Toen liet het meisje in zijn armen een laag, gebroken geluid horen — half hijgend, half jammerend — en haar kleine hand trok tegen zijn borst.
Caleb keek naar haar gezicht.
Ze had ieders dochter kunnen zijn. Ze had van hem kunnen zijn.
Toen hij zijn hoofd weer ophief, was er iets in hem tot rust gekomen. De angst was er nog steeds, maar er stond iets sterkers ernaast.
—Doe dan maar wat je moet doen, meneer Reeves —zei Caleb, zijn stem nu vast—. Ontsla me als je wilt. Maar ik ga hier niet staan en toekijken hoe dit kind wegglipt alleen maar zodat we wat hout op tijd kunnen verzenden.
Hij draaide zich om, opende het passagiersportier van zijn truck en zette het meisje voorzichtig op de stoel, waarbij hij de riem om haar kleine lichaam sloot. Hij rolde een hoodie onder haar hoofd op, terwijl hij probeerde haar zo stil mogelijk te houden.
—Je loopt weg en je bent hier klaar! —riep Dalton achter hem—. Hoor je me, Harris? Je bent klaar!
Caleb sloot de deur voorzichtig, schoof achter het stuur en startte de motor. De oude pickup hoestte één keer, en kwam toen tot leven. Hij reed het terrein uit, banden piepten zachtjes op het zachte asfalt, terwijl Daltons stem naar de achtergrond vervaagde.
Als zijn leven zoals hij het kende op dat moment zou eindigen, besloot hij, wilde hij liever dat het zo eindigde.

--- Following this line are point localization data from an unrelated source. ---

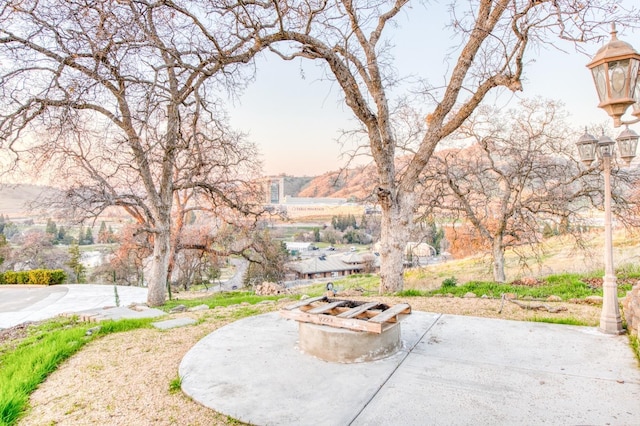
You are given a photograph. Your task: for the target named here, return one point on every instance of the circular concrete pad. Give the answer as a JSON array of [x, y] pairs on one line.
[[347, 346], [253, 370]]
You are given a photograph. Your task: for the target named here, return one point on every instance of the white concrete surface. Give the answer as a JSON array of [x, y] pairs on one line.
[[20, 304], [452, 370]]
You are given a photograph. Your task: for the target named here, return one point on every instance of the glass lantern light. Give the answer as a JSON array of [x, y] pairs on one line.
[[615, 73]]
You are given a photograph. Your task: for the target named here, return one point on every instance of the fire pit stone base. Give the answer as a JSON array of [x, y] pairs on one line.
[[348, 346]]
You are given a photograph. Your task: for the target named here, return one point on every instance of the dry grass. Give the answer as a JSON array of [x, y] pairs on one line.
[[125, 378]]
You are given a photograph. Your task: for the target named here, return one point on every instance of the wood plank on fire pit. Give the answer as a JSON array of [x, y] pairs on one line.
[[328, 307], [390, 315], [354, 312], [333, 321], [305, 302]]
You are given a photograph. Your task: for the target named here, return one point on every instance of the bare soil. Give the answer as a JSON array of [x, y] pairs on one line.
[[125, 378]]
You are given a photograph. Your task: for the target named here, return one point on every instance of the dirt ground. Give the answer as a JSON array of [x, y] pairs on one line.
[[124, 379]]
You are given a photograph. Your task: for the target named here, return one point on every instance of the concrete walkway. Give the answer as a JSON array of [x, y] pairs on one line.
[[19, 304], [453, 370]]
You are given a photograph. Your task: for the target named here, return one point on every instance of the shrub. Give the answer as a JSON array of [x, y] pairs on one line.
[[35, 276], [449, 282]]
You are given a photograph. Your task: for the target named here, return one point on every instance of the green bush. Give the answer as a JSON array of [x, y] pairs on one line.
[[449, 282], [35, 276]]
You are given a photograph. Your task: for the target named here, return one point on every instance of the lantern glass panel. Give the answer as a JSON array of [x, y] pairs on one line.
[[587, 152], [600, 80], [618, 75], [628, 147]]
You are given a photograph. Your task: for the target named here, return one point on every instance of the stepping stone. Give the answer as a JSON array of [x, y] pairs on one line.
[[178, 322]]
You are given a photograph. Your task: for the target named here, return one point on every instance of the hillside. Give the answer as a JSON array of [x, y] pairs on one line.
[[355, 183], [17, 200]]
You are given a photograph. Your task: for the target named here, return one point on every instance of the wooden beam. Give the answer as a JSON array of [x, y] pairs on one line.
[[391, 313], [354, 312], [305, 302], [330, 320], [327, 307]]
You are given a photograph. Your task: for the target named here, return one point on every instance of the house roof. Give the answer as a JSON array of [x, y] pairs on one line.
[[330, 263]]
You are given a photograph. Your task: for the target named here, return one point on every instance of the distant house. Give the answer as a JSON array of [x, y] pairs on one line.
[[299, 246], [337, 265]]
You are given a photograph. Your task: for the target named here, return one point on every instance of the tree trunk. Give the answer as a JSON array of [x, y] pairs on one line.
[[159, 266], [498, 260], [397, 213]]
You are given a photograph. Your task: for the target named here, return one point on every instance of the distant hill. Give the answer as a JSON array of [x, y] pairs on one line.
[[17, 201], [355, 183]]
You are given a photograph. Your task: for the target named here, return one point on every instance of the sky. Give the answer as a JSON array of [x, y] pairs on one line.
[[295, 116]]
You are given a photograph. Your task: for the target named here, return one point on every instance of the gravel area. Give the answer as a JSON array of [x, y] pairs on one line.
[[125, 378]]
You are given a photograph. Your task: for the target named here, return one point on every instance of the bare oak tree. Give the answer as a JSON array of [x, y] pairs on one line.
[[517, 171], [490, 40], [116, 102]]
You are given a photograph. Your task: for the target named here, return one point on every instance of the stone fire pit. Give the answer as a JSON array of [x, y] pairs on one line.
[[347, 331]]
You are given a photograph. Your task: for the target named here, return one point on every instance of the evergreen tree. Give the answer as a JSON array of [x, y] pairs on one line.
[[52, 229], [3, 245], [81, 237], [103, 234], [74, 263], [88, 237], [62, 233]]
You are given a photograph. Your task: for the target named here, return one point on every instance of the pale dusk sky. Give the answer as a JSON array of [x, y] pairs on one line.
[[296, 121]]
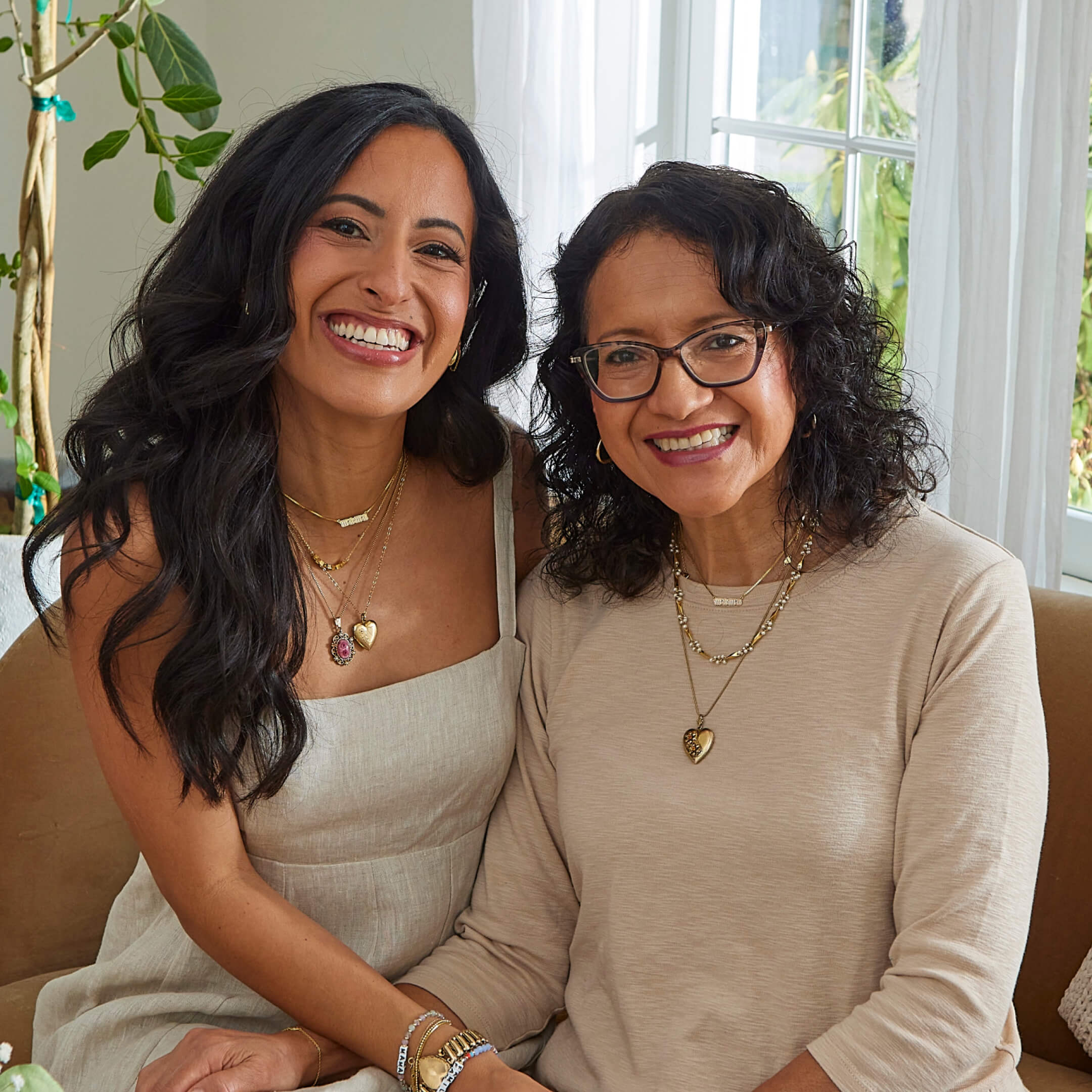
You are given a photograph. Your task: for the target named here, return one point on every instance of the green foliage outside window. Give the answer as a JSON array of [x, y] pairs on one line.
[[1080, 445], [821, 100]]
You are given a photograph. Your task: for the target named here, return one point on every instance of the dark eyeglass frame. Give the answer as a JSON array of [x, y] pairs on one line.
[[762, 331]]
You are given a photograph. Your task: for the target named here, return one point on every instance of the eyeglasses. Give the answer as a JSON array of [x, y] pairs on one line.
[[723, 355]]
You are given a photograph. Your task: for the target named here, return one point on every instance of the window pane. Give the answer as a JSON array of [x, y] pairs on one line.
[[890, 107], [790, 62], [647, 92], [815, 176], [1080, 450], [884, 231]]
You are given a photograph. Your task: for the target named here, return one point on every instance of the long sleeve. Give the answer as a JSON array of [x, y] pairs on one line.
[[969, 827], [506, 968]]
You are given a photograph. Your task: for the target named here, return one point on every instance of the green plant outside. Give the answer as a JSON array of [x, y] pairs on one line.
[[1080, 445], [821, 100]]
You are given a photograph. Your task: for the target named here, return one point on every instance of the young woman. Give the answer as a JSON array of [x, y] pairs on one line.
[[780, 778], [289, 579]]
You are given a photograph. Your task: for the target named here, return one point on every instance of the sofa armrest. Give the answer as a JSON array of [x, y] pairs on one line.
[[17, 1013], [1040, 1076]]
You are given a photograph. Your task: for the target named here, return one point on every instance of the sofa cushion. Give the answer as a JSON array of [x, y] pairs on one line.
[[1062, 918], [17, 1013], [63, 840], [1040, 1076]]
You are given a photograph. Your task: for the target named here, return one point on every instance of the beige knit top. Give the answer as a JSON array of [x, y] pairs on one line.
[[850, 871]]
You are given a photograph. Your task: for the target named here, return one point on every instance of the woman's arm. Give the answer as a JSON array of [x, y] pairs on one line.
[[968, 831], [195, 849], [506, 969]]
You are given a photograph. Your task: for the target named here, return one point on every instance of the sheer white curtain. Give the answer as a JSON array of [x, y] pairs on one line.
[[996, 251], [552, 84]]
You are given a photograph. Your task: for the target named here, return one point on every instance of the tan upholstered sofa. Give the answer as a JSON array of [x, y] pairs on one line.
[[66, 852]]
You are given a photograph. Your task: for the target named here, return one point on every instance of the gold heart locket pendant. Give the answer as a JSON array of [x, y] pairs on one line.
[[365, 632], [698, 743]]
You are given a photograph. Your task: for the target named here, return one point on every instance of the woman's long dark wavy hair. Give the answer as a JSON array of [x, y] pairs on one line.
[[870, 448], [187, 413]]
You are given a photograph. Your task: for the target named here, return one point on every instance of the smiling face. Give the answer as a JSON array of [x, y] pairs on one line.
[[700, 450], [380, 279]]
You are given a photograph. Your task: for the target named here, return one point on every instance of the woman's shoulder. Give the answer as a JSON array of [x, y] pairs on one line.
[[931, 556]]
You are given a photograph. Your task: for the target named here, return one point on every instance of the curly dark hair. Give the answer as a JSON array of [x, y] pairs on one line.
[[188, 413], [870, 449]]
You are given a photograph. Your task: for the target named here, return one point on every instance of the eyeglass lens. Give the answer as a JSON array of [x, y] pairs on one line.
[[628, 370]]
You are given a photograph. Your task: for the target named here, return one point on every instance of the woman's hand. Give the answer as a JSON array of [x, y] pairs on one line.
[[210, 1060], [488, 1074]]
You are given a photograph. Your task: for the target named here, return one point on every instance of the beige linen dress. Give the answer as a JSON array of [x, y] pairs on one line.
[[376, 836]]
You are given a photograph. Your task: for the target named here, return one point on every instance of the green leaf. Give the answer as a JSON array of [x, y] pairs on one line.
[[190, 98], [128, 83], [185, 167], [123, 35], [177, 60], [47, 482], [205, 151], [153, 146], [35, 1079], [164, 198], [24, 457], [105, 149]]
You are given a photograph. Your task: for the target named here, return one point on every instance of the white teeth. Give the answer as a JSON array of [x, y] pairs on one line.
[[398, 340], [707, 438]]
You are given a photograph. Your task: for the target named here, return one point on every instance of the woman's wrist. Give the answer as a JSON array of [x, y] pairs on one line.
[[307, 1049]]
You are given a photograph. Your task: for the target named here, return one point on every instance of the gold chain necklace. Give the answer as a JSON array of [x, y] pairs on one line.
[[738, 601], [771, 616], [349, 521], [336, 615], [698, 742], [366, 630], [335, 566]]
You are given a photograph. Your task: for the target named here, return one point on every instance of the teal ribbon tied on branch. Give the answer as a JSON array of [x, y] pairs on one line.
[[64, 107], [39, 509]]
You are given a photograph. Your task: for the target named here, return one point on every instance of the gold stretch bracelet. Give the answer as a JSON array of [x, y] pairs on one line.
[[311, 1040], [414, 1076]]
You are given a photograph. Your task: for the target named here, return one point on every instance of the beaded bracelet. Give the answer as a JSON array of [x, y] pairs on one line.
[[415, 1073], [404, 1049], [458, 1067]]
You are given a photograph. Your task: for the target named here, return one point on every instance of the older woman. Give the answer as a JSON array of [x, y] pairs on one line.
[[781, 775]]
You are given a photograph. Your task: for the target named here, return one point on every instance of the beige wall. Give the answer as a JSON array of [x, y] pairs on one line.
[[263, 56]]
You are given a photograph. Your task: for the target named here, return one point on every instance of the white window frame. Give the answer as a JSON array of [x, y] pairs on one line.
[[685, 125]]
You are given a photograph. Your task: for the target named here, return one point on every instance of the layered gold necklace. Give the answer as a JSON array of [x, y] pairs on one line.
[[347, 521], [698, 742], [365, 631]]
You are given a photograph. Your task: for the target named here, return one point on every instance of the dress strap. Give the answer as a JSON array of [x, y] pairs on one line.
[[504, 534]]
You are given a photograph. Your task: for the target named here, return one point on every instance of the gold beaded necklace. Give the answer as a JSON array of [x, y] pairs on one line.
[[698, 742]]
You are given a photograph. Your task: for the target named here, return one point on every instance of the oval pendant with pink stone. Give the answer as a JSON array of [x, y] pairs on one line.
[[341, 646]]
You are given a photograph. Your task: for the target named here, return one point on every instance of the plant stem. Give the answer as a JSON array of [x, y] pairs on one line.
[[141, 112], [19, 42], [83, 47]]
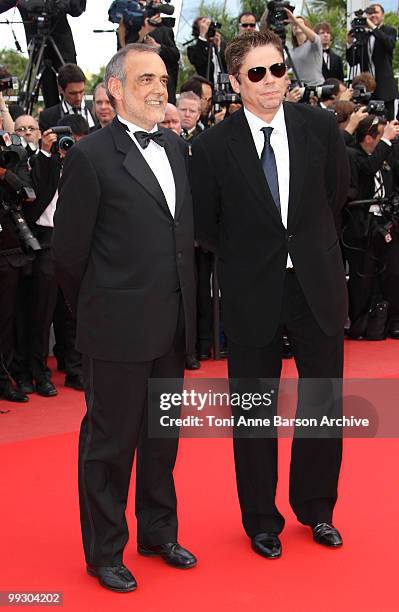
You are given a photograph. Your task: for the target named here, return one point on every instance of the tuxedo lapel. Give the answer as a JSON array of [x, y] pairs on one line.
[[136, 165], [243, 148], [298, 147]]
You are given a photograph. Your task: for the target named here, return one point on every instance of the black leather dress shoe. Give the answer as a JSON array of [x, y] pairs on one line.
[[326, 534], [115, 578], [46, 388], [26, 386], [74, 382], [172, 553], [192, 363], [267, 544], [13, 395]]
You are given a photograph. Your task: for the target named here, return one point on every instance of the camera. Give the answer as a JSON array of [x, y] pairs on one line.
[[134, 14], [223, 94], [321, 92], [65, 139], [14, 192], [277, 17], [213, 26], [359, 28], [9, 83]]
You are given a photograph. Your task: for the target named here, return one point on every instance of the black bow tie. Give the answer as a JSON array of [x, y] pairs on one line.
[[143, 138]]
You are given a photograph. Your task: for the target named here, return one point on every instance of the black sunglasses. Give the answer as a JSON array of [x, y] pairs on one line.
[[257, 74]]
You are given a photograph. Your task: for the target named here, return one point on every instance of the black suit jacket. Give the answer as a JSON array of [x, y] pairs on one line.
[[198, 55], [61, 30], [49, 117], [336, 69], [122, 261], [385, 41], [236, 217]]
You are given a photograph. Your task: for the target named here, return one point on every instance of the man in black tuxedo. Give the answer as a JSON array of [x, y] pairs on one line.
[[61, 31], [375, 56], [268, 204], [128, 273], [71, 82], [332, 63]]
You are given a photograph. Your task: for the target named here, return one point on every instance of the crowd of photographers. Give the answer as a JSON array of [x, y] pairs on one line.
[[32, 150]]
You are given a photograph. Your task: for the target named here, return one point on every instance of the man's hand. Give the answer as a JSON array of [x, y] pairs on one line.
[[391, 130], [48, 139]]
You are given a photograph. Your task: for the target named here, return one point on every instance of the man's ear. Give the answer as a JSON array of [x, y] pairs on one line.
[[115, 88], [235, 83]]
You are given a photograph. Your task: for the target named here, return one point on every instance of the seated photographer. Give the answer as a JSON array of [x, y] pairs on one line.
[[60, 31], [307, 52], [348, 118], [370, 239], [15, 255], [207, 52], [71, 83], [373, 51], [332, 63], [189, 108], [38, 296], [102, 107], [27, 128]]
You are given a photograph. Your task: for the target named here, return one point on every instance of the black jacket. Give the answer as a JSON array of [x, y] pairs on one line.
[[61, 30], [121, 259], [236, 216], [385, 41], [198, 55]]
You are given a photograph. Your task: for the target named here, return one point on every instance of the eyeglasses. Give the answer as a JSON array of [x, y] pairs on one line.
[[27, 128], [257, 74]]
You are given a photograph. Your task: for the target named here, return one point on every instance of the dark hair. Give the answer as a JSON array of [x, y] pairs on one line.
[[70, 73], [323, 25], [241, 45], [77, 123], [195, 84], [244, 15], [366, 128]]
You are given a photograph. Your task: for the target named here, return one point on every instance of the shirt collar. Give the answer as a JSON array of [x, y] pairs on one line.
[[256, 123], [135, 128]]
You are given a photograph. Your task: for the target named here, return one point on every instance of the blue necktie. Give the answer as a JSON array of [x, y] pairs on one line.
[[270, 167]]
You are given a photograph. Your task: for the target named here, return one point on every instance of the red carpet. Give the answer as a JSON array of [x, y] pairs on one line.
[[40, 537]]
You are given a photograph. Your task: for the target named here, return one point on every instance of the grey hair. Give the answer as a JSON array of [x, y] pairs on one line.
[[116, 65], [188, 95]]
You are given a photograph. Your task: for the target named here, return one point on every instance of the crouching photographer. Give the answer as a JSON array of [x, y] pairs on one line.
[[371, 231], [17, 248], [38, 294]]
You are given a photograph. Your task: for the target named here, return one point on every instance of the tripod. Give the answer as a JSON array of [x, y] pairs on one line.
[[37, 65]]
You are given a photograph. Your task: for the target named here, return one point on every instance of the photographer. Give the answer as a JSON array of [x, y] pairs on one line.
[[36, 314], [372, 250], [373, 52], [13, 259], [207, 53], [307, 52], [60, 30]]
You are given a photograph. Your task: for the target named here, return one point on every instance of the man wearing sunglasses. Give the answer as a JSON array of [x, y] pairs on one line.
[[268, 184]]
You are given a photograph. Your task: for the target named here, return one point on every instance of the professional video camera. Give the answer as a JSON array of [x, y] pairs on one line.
[[9, 83], [223, 94], [277, 17], [15, 193], [134, 14], [65, 140], [382, 217], [359, 28]]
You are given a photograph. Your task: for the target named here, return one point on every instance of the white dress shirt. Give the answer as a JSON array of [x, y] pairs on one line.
[[158, 161], [279, 143]]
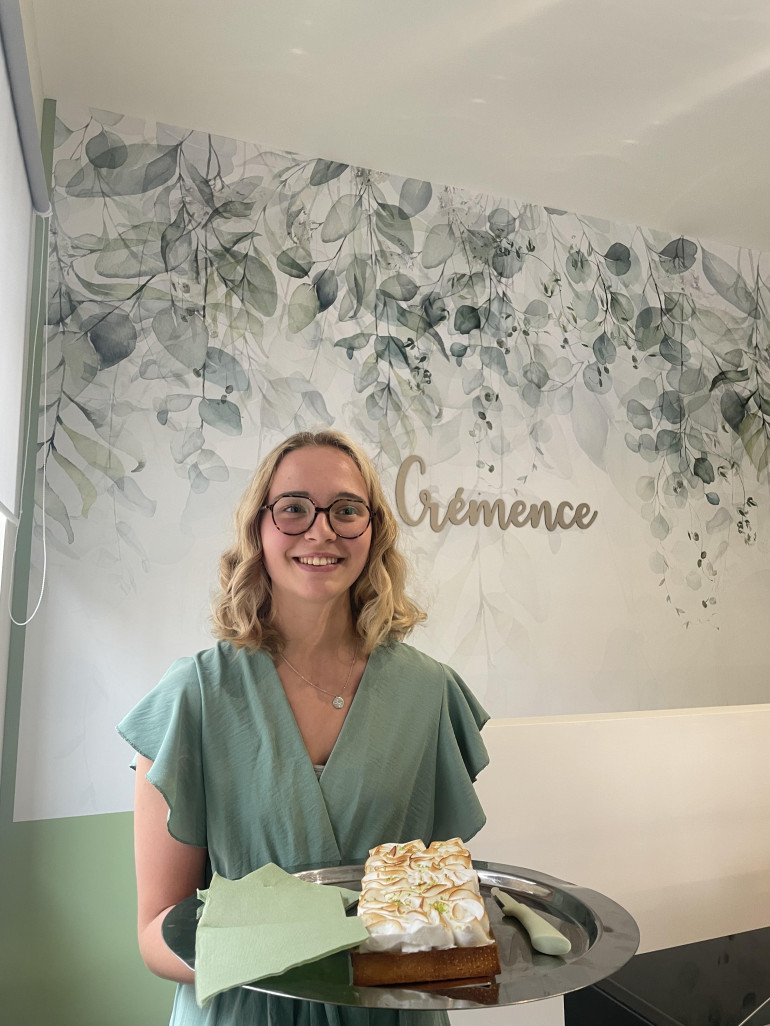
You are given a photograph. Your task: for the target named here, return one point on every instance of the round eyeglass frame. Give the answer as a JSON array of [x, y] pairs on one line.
[[318, 509]]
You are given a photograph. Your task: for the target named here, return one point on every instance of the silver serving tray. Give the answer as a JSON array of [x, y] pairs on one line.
[[604, 937]]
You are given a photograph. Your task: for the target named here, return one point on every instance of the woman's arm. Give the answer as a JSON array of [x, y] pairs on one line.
[[166, 872]]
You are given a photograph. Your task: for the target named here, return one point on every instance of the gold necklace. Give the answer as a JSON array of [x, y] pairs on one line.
[[337, 700]]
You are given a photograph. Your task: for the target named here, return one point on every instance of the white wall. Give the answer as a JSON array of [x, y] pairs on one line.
[[666, 813]]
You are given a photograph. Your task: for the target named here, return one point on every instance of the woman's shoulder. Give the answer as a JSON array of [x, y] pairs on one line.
[[219, 666], [397, 657]]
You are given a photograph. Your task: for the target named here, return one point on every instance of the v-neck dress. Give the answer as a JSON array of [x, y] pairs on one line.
[[230, 761]]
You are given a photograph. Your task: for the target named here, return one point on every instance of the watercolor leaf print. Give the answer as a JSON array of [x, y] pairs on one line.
[[207, 282]]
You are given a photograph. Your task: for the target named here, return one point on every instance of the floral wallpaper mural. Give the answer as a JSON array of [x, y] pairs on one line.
[[208, 297]]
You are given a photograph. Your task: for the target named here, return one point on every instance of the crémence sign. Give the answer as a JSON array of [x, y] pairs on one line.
[[460, 510]]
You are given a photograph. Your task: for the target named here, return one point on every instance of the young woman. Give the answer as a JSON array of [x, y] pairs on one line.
[[310, 733]]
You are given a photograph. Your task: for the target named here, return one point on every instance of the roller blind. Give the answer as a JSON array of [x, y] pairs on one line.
[[15, 225]]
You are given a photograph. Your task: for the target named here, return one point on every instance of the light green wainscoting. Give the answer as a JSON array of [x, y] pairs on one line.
[[68, 939]]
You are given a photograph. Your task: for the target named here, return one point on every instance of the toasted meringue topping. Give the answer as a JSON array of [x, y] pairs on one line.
[[415, 899]]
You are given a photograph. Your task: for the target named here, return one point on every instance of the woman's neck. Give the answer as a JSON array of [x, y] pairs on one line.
[[314, 632]]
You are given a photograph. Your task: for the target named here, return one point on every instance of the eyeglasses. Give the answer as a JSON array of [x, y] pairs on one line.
[[297, 514]]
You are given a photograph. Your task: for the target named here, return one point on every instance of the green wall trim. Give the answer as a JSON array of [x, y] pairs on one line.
[[21, 582], [68, 928]]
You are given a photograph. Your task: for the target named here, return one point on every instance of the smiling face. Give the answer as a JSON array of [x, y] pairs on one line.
[[317, 566]]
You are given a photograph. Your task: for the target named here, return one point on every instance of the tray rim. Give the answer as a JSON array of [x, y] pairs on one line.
[[616, 942]]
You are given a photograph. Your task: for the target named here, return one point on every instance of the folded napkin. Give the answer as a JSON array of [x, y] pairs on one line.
[[265, 923]]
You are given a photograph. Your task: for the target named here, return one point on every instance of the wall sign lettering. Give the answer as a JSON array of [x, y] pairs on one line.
[[460, 510]]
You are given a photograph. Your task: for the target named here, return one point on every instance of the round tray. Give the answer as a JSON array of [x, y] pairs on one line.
[[604, 937]]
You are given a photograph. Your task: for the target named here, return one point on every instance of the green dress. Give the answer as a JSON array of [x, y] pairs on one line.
[[230, 761]]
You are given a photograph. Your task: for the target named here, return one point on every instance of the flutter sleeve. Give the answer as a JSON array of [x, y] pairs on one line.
[[461, 756], [165, 727]]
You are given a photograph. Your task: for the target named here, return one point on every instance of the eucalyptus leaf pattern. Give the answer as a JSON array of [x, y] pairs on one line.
[[205, 282]]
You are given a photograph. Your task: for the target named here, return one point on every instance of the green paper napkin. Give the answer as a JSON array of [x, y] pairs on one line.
[[265, 923]]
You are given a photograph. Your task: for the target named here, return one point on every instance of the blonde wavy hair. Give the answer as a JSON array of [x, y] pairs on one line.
[[242, 612]]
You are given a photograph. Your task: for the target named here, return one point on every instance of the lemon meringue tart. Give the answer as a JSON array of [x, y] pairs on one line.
[[425, 916]]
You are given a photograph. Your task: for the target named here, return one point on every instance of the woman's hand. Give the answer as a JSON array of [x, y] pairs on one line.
[[167, 871]]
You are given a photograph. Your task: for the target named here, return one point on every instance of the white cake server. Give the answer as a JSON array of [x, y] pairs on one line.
[[543, 937]]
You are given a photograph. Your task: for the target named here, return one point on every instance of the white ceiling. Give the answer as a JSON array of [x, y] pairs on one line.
[[653, 112]]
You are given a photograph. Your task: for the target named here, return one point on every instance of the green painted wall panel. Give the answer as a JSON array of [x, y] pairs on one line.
[[68, 938]]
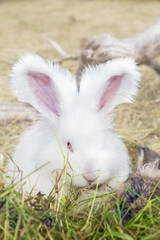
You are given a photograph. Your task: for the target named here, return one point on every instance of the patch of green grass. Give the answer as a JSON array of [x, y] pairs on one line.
[[96, 217]]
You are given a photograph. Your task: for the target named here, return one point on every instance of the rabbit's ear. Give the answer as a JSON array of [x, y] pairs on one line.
[[45, 86], [107, 85]]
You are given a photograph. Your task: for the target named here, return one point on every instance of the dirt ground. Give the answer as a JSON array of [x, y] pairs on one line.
[[26, 26]]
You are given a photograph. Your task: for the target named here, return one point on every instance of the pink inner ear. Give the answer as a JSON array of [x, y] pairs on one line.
[[110, 91], [44, 90]]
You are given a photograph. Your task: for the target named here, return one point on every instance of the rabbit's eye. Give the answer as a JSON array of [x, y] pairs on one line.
[[69, 146]]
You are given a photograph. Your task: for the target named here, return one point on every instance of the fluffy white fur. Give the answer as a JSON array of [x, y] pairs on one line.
[[98, 154]]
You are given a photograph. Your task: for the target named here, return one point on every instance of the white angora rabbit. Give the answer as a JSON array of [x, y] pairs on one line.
[[74, 124]]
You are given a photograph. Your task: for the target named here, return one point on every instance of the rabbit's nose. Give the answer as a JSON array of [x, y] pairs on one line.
[[90, 177]]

Racen tegen de klok op de snelweg
De oprit naar I-10 glinsterde voor ons, golven van hitte die omhoog gingen van het beton. Caleb voegde zich zo snel mogelijk in, één hand greep het stuur, de andere reikte elke paar seconden naar achteren om het hoofd van het meisje te stabiliseren zodat het niet tegen de stoel zou schudden.
—Blijf bij me, lieverd —zei hij, zijn stem nu luider, terwijl hij probeerde door het gebrul in zijn eigen oren heen te snijden—. Mijn naam is Caleb. Het komt goed met je, hoor je me? We gaan je hulp geven. Blijf gewoon voor mij ademen.
Auto’s vulden de rijstroken, bestuurders ongeduldig en heet, iedereen probeerde tegelijk ergens te komen. De snelheidslimietborden hadden net zo goed versieringen kunnen zijn. Calebs ogen schoten heen en weer tussen de weg en het dashboard. De naald kroop hoger.
Hij wisselde van rijstrook, tikte op de claxon, gleed in smalle openingen waardoor zijn hart een halve seconde stilstond. Een paar coureurs zetten hun claxons op van woede, één gooide geïrriteerd zijn hand uit het raam. Geen van hen kon het bleke gezicht op de passagiersstoel zien.